Дня три тому назад я простудился и вот всё не могу вполне оправиться от легкого лихорадочного состояния. Но, вероятно, завтра я буду совершенно здоров.
Желаю Вам, бесценный друг, всякого благополучия. Теперь уже буду писать из Москвы.
Ваш, беспредельно Вам преданный
П. Чайковский.
Позвольте Вам рекомендовать, если Вы ее еще не читали, переписку княжны Туркестановой с Christin, которая печаталась в “Русском архиве” 1883 г.
168. Чайковский - Мекк
Москва,
23 ноября [1883 г.]
Милый, дорогой, лучший друг мой!
Вот я и в Москве. Не удивляйтесь и простите, ради бога, что отныне до самого конца моего пребывания здесь и в Петербурге я буду писать Вам и не часто и не много. Как водится, я с утра до вечера нахожусь здесь среди бешеного коловращения городской жизни и не имею тихих, досужных часов для беседы с Вами. Буду только вкратце извещать Вас о всём происходящем со мной. Приехал я сюда в субботу на прошлой неделе. Присутствовал в концерте Музыкального общества, на коем исполнялась моя симфония, шестнадцать лет не исполнявшаяся. Меня очень восторженно вызывали, и было это, как всегда, и приятно и лестно, но в то же время мучительно тяжело. Постановка оперы моей затянулась надолго. Так всегда бывает с казенной дирекцией театров: обещаются сделать очень много, очень хорошо и никаких обещаний не исполняют. Не только не происходит репетиций, но даже не начали писать декораций, и, по всей вероятности, ранее конца января моей опере не суждено быть исполненной.
Остановился я в гостинице Кокорева у Москворецкого моста, и попрошу Вac сюда адресовать мне письма, ибо я проживу всё это время здесь.

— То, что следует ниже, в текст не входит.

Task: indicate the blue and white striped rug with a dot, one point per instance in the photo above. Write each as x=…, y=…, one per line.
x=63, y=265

Только теперь ненадолго съезжу в Петербург повидаться с братом Модестом и, может быть, похлопотать в дирекции театров насчет оперы. Засим весь декабрь и январь, вероятно, проведу в Москве.
Вчера в обществе первенствующих здешних музыкантов играл свою новую сюиту и заслужил большие похвалы.
Будьте здоровы, дорогая моя, и дай господи Вам всякого блага!
Ваш П. Чайковский.
169. Чайковский - Мекк
С.-Петербург,
2 декабря [1883 г.]
Пишу Вам из Петербурга, милый, дорогой друг мой! Приехал я сюда вчера исключительно для свидания с братом Модестом. Оперные мои дела затянулись, и постановка, как петербургская, так и московская, отложена в обеих столицах до второй половины января. Теперь мне, собственно, нечего делать ни здесь, ни там, и приходится сожалеть, что так рано уехал из Каменки, где бы мог спокойно и по-своему прожить до нового года. Здесь я узнал, что наши каменские и Коля должны весьма скоро приехать в Петербург и что будто бы 15 января предполагается свадьба. Всё это дошло до меня покамест в виде смутного слуха, очень удивившего меня, так как при моем отъезде из Каменки ничего подобного не предполагалось. Жду с нетерпением их приезда, чтобы наверное узнать, какие у них планы и предположения и вследствие чего вместо апреля свадьба будет в январе.